Außerdem, je länger ich so darüber nachdachte, einiges bräuchte ich schon; einen anderen Vornamen zum Beispiel. Ich kniff Augen und Mund zusammen, und rückte meinen Vornamen nur raus, wenn ich direkt danach gefragt wurde. Fragen dieser Art mochte ich allerdings überhaupt nicht. Trotzdem waren Vornamen wichtig. Erst auf dem Spielplatz, dann im Klassenbuch, später bei den Mädels. Doch seien wir mal ehrlich, idiotischer Name hin oder her. Perspektivisch betrachtet blieb kaum Zeit, sich permanent über einen bescheuerten Vornamen aufzuregen. Voraussichtlich hatte ich gerademal noch so um die zehn Jahre. (Wozu also weiterhin Zähne putzen, Pläne schmieden, fürs Leben lernen?!)
Schließlich waren unsere Idole spätestens mit 27 weg vom Fenster. Stattdessen klebten sie an unseren Wänden: Morrison, Joplin, Hendrix & Co.

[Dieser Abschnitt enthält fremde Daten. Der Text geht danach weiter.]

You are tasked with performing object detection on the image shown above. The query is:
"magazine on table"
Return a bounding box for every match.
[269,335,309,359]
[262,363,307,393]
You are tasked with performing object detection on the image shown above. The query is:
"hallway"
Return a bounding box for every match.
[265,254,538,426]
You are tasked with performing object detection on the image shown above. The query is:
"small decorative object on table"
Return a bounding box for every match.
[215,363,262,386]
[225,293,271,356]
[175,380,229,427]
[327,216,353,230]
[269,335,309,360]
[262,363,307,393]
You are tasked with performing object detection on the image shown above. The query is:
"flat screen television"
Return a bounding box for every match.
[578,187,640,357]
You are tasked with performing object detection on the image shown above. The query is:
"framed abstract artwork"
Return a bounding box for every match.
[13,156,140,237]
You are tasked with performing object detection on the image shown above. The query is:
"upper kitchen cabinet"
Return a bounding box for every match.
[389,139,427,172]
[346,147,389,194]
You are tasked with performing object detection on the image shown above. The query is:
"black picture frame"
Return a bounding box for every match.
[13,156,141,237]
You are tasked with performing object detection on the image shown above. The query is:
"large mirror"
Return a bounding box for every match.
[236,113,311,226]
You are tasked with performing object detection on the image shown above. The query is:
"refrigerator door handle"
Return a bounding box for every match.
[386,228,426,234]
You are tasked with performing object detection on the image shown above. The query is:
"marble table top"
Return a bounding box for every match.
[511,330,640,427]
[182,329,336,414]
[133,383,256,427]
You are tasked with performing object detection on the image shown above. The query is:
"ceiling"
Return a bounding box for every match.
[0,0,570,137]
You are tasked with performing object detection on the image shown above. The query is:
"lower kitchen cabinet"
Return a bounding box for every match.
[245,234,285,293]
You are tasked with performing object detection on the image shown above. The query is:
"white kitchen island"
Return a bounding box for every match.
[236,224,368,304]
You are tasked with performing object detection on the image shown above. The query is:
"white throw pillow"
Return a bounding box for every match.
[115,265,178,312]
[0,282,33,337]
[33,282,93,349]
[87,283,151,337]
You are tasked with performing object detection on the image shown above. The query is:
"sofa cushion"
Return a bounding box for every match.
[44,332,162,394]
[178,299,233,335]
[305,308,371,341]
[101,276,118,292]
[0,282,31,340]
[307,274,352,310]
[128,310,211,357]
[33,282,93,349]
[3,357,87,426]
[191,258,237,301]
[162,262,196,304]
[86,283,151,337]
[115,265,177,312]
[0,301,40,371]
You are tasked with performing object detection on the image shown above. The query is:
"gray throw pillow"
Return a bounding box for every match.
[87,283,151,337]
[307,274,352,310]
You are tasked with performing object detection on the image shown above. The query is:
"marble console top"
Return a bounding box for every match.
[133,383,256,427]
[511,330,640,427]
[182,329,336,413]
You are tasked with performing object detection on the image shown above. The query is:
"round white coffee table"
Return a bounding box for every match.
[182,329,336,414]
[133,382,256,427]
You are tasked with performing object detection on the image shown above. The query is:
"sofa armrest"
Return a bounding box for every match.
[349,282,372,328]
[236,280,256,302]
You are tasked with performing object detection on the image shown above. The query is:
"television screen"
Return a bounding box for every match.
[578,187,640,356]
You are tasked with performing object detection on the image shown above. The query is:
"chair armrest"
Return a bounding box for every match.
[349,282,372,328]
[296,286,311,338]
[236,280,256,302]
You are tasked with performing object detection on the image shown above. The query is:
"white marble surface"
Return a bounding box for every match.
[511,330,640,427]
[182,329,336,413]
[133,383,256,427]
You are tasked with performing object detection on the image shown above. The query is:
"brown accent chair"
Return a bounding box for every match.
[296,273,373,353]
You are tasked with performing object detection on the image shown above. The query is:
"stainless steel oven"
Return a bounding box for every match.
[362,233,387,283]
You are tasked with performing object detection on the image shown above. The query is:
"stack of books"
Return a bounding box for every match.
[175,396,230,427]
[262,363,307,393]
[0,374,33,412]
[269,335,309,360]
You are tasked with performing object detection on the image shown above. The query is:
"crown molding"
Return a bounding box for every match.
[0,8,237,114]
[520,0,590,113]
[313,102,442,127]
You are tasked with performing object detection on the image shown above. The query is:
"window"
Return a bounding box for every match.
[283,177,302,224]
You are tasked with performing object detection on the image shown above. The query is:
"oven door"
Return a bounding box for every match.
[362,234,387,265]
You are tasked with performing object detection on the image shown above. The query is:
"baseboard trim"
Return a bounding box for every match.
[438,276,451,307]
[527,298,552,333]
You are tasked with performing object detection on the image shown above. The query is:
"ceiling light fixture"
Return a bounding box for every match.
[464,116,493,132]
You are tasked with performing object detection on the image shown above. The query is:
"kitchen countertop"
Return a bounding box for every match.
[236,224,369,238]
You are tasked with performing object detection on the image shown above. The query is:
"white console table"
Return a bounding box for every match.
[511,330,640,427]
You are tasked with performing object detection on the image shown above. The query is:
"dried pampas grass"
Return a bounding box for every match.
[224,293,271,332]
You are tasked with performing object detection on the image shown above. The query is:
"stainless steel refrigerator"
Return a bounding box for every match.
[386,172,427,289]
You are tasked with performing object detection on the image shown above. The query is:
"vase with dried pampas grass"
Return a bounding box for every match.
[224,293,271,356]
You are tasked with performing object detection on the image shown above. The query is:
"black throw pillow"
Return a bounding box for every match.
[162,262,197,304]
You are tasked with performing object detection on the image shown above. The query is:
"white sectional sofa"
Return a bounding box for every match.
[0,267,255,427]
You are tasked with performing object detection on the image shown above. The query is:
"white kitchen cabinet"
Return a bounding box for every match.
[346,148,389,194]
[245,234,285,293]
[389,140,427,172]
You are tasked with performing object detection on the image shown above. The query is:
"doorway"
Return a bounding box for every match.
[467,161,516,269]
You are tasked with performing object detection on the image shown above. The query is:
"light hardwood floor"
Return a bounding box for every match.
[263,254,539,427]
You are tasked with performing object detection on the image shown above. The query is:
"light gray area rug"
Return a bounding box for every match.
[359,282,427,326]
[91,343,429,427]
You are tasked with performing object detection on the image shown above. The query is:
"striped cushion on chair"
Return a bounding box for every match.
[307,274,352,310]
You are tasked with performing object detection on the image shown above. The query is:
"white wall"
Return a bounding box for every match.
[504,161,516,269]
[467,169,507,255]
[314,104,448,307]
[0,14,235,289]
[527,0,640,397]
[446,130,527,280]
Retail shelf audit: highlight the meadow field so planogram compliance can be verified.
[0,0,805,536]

Siebenundzwanzig! Ein Leben jenseits dieser magischen Altersgrenze schien uns weder möglich, noch clever oder zu guter Letzt in irgendeiner Weise erstrebenswert. Eher dachten wir, ihre Seelen gingen unseren voraus. Ja klar, andere Rockstars starben später, ein paar überlebten sogar. Wir mochten sie nicht besonders, vielleicht auch deshalb. Bis zur Unsterblichkeit ist es halt immer ein beschwerlicher Weg, den nicht jeder gehen kann. Man könnte glatt ein Lied darüber singen. Von wegen Rock’n Roll can never die ...; es hieß wohl eher: Spielt mir ein Lied zum Tod.
Mit Clemens als Vornamen jedenfalls war ich genervt und gezeichnet. Eine fade Buchstabenreihe ohne Sex, vom Klang ganz zu schweigen. Wenn ein Vorname einen Geruch hätte, roch meiner nach Unentschieden oder erinnerte vage an eine Südfrucht-Kreuzung. Wovon wir allerdings nicht so viele kannten. Vor allem nervte mich dieses unmännliche „s“ am Ende. Das war visuell schon Mist. Doch wozu aufregen? All diese Klaus, Silvios, Dietmars, Olafs und Udos waren viel schlimmer dran. Und eigentlich war es doch vollkommen egal. Denn erstens gab es Spitznamen, und zweitens verwechsle ich in der Erinnerung ohnehin die eine oder andere Figur. Also, ganz prinzipiell betrachtet, denn ich mochte Prinzipien, sagt ein Vorname so gesehen überhaupt nix.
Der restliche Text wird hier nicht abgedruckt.